Does it matter whether we can define what counts as an open-source model?
Last week, The Open Source Initiative (OSI) released the first version of its Open Source AI Definition (OSAID), which aims to become a standard by which one can evaluate whether an AI system is open-source. Briefly put, an AI system is considered open-source under the OSAID if there is enough information available on it such that users can apply the system to any purpose without needing to ask for permission, they can gain a substantial understanding of how the system works—for instance, enough to be able to modify its components, and they can share the system, regardless of whether it has undergone modifications or the purpose it's supposed to fulfill.
Expectedly, the OSAID doesn't apply to many systems in the market that have been promoted as open-source at certain points in their existence. The most prominent of these systems is undoubtedly Meta's Llama model family. These models were originally introduced as the "best free and open-source" models in the market. While Meta no longer uses the term "open-source" to market these products, it still calls them "open" or "open weights" as if to emphasize a crucial difference with other closed-source models.

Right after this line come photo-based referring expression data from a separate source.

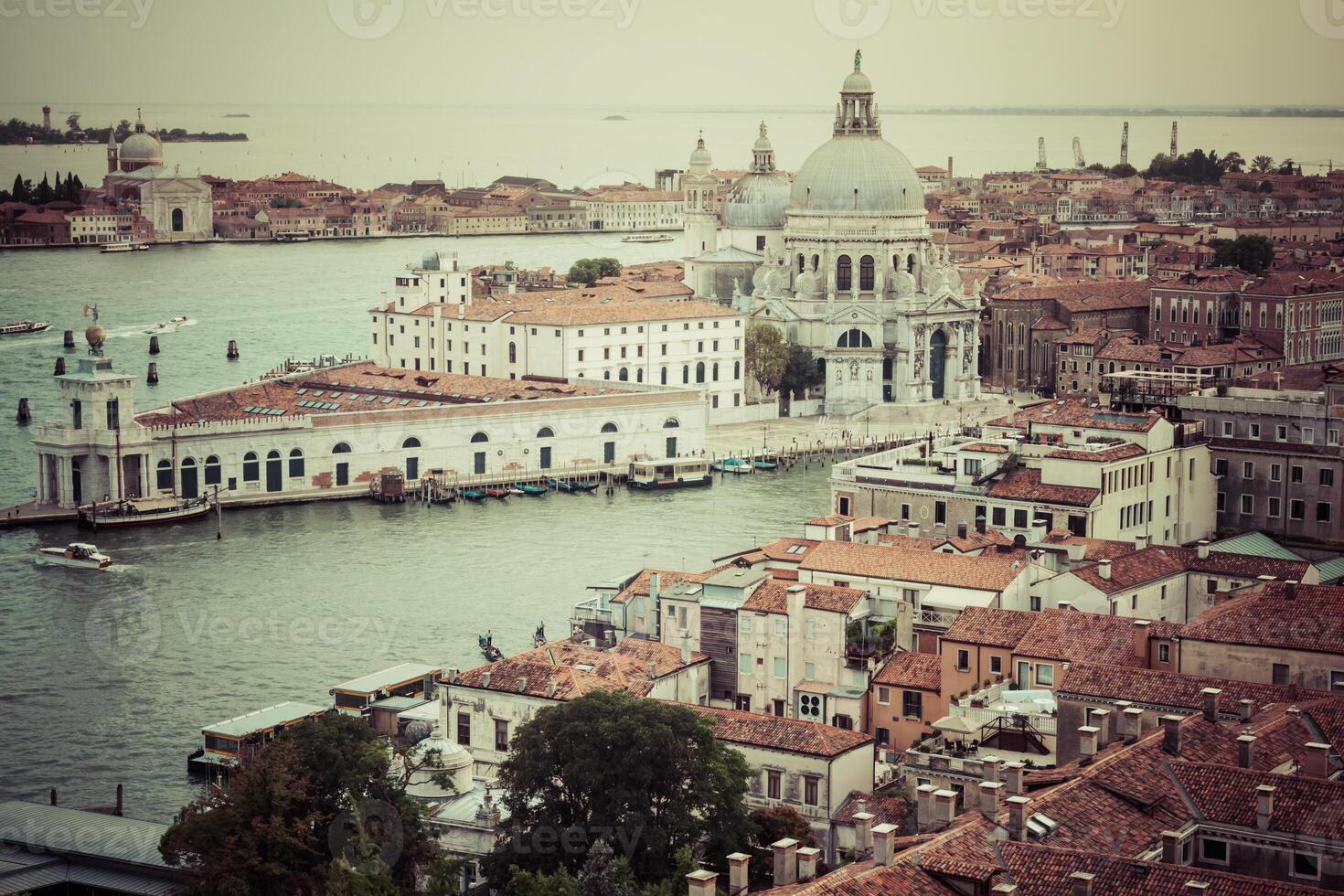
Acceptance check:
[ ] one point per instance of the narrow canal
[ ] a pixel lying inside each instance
(109, 677)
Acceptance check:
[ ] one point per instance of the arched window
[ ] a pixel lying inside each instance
(163, 477)
(854, 338)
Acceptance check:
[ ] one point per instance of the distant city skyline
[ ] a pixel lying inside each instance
(657, 53)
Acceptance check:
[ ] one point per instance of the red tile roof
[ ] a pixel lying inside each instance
(774, 732)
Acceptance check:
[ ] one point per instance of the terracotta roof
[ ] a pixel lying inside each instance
(774, 732)
(1227, 795)
(1072, 635)
(1026, 485)
(1044, 870)
(991, 572)
(1310, 620)
(991, 626)
(910, 669)
(772, 595)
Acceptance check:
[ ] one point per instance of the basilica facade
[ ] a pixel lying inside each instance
(854, 274)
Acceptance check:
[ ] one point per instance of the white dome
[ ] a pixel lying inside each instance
(883, 177)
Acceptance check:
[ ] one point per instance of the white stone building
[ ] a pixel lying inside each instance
(859, 281)
(640, 334)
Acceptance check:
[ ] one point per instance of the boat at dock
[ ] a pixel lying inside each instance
(77, 555)
(230, 743)
(19, 328)
(669, 473)
(145, 511)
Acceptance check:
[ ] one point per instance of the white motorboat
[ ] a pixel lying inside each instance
(77, 554)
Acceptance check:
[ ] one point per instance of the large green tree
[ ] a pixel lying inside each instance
(316, 812)
(766, 355)
(644, 775)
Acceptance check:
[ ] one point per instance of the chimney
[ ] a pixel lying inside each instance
(944, 807)
(702, 883)
(923, 806)
(738, 867)
(1133, 721)
(1244, 752)
(1315, 764)
(989, 793)
(862, 833)
(1101, 721)
(808, 863)
(1087, 743)
(1018, 818)
(785, 863)
(1264, 806)
(1171, 848)
(883, 844)
(1211, 703)
(1171, 735)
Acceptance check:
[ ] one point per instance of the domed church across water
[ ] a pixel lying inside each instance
(852, 272)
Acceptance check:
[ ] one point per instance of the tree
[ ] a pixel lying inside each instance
(1252, 254)
(272, 827)
(765, 355)
(644, 775)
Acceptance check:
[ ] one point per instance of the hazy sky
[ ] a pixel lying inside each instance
(671, 53)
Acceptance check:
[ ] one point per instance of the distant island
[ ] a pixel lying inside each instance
(1277, 112)
(16, 132)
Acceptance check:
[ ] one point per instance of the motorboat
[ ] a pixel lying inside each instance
(80, 555)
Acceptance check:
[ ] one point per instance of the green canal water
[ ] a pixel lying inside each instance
(109, 677)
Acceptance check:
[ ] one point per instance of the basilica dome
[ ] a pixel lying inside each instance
(857, 171)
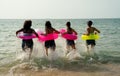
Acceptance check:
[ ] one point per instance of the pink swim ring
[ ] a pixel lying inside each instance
(72, 36)
(47, 37)
(26, 36)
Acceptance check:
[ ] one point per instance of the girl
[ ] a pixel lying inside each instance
(50, 43)
(70, 43)
(90, 30)
(28, 31)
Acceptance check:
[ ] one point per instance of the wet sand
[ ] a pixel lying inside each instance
(109, 69)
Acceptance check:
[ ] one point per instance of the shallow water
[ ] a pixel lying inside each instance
(107, 48)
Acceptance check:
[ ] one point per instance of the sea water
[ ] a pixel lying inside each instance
(107, 47)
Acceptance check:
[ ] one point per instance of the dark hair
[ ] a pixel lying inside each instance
(27, 24)
(89, 23)
(68, 24)
(48, 24)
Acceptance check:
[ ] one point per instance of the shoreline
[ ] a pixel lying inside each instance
(108, 69)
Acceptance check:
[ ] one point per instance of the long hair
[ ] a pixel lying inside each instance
(68, 24)
(27, 24)
(48, 25)
(89, 23)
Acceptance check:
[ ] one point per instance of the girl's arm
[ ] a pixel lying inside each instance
(35, 33)
(74, 31)
(19, 31)
(56, 31)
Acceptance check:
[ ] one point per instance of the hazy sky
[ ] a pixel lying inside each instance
(41, 9)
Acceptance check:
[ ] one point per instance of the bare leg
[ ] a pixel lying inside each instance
(46, 51)
(73, 47)
(68, 49)
(30, 53)
(88, 49)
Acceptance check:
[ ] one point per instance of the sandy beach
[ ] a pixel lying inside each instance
(108, 69)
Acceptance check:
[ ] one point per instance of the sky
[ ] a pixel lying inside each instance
(59, 9)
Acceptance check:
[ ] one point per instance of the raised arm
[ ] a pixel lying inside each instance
(56, 31)
(96, 30)
(19, 31)
(35, 33)
(74, 31)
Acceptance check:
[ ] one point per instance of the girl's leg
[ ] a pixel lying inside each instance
(46, 51)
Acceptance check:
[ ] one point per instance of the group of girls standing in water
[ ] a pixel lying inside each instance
(28, 43)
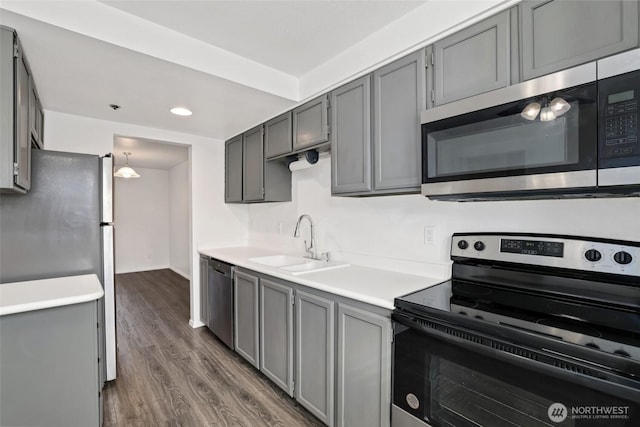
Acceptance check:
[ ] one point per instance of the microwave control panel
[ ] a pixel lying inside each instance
(621, 124)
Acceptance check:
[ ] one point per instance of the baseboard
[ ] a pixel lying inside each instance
(197, 324)
(183, 274)
(139, 269)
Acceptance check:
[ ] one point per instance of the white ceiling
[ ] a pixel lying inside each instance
(235, 64)
(148, 153)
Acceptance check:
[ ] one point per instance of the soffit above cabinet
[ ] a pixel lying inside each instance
(233, 63)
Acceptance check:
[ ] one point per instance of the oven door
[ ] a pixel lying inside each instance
(449, 376)
(536, 135)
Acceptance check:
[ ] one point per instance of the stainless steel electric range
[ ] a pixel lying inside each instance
(531, 330)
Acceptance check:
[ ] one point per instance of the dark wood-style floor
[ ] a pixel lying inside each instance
(171, 374)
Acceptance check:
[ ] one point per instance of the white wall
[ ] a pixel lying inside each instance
(179, 236)
(141, 217)
(214, 224)
(388, 232)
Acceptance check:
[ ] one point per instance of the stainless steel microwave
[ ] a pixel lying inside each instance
(573, 133)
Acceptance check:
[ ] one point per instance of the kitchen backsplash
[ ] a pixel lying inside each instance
(392, 232)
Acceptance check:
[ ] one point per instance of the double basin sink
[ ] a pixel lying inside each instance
(297, 265)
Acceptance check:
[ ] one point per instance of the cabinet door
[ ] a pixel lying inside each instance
(23, 135)
(399, 95)
(351, 137)
(315, 338)
(472, 61)
(246, 317)
(310, 125)
(253, 165)
(204, 289)
(35, 116)
(277, 136)
(276, 333)
(560, 34)
(364, 368)
(233, 170)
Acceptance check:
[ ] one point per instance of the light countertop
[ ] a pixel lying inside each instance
(368, 285)
(18, 297)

Notably, the company withdrew its participation from a panel that took place last Wednesday at TechCrunch Disrupt 2024, where Allen Institute for Artificial Intelligence CEO Ali Farhadi and Hugging Face Head of Global Policy Irene Solaiman discussed several topics related to how open-source AI may change the face of the industry. Farhadi largely agreed with the definition as a step in the right direction, while remarking on the need to refine certain details and less common scenarios, such as what would happen if someone used a proprietary model to generate data, and then pack the data within an open-source AI system.
The panelists also acknowledged a common misconception that "closed" (as in a closed-source model) is synonymous with "safe." Allegedly, something similar cannot be said about open-source AI systems. The discussion also touched on the distinction between accessibility, and open source. By conflating many of these terms, and not considering other aggravating factors—Solaiman remarked how she has more reservations about AI-powered voice cloning than other modalities, regardless of whether they are closed or not— we risk miscalculating the potential for misuse corresponding to individual systems and falling into the ideology that open source is inherently unsafe.
To close the discussion, the panelists shared their views on the current status of regulations and their expectations for the future. Among several topics, they highlighted the difficulties associated with navigating regulation and policy creation that requires answering hard questions such as whether open-source AI systems should be treated differently than closed-source ones, or whether we should look at the individual contributions of those in charge of different components when looking for accountability or assigning responsibilities. Regardless, the session ended with an optimistic outlook for open-source AI systems.